I may be wrong, but I got the feeling that the issue stems from using OpenMP within a method that it itself called from a child thread of the program (and not from its main thread). Normally, OpenMP would be used from the main thread (the whole point of OpenMP being to avoid dealing yourself with threads). Maybe it works under Windows and not under Linux...
Also, regarding this particular mesh optimizing method, I don't think the result you got while benchmarking it is very relevant (at least on multi-core CPUs). Why ? Because you apparently (if I understood correctly what you wrote) measured the CPU load, but not the relative time slice it takes in the main thread (which would be close to zero and only the cause of mutex locks overhead and such, since this method is called from the mesh repository thread).

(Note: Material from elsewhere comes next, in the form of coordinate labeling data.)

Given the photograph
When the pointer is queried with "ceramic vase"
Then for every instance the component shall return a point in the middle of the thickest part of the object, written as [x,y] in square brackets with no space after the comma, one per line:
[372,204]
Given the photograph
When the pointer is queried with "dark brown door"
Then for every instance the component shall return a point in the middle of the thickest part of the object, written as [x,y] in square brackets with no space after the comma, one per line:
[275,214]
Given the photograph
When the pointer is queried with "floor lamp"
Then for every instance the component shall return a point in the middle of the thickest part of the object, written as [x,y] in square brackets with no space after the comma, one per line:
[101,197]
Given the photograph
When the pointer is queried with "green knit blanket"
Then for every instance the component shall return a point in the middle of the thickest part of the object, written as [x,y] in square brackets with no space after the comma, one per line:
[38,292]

On a mono-core CPU, your "5%" would definitely be a relevant measure and would deserve optimization, but on a multi-core CPU and considering this method is called in a child thread, it does not really impact the main thread loop run time (i.e. the rendering itself, the objects list and UI refreshes, plus all the sundry synchronization tasks between threads).
Granted, spreading the mesh optimization on more cores would definitely lower the rezzing time of meshes (so your work is not at all useless), even if by a small amount (relatively to the download time of the said meshes).
I do not know how the VS profiler works, but if possible, it would be worth running it only on the main viewer thread to highlight the hot spots that do count for the user.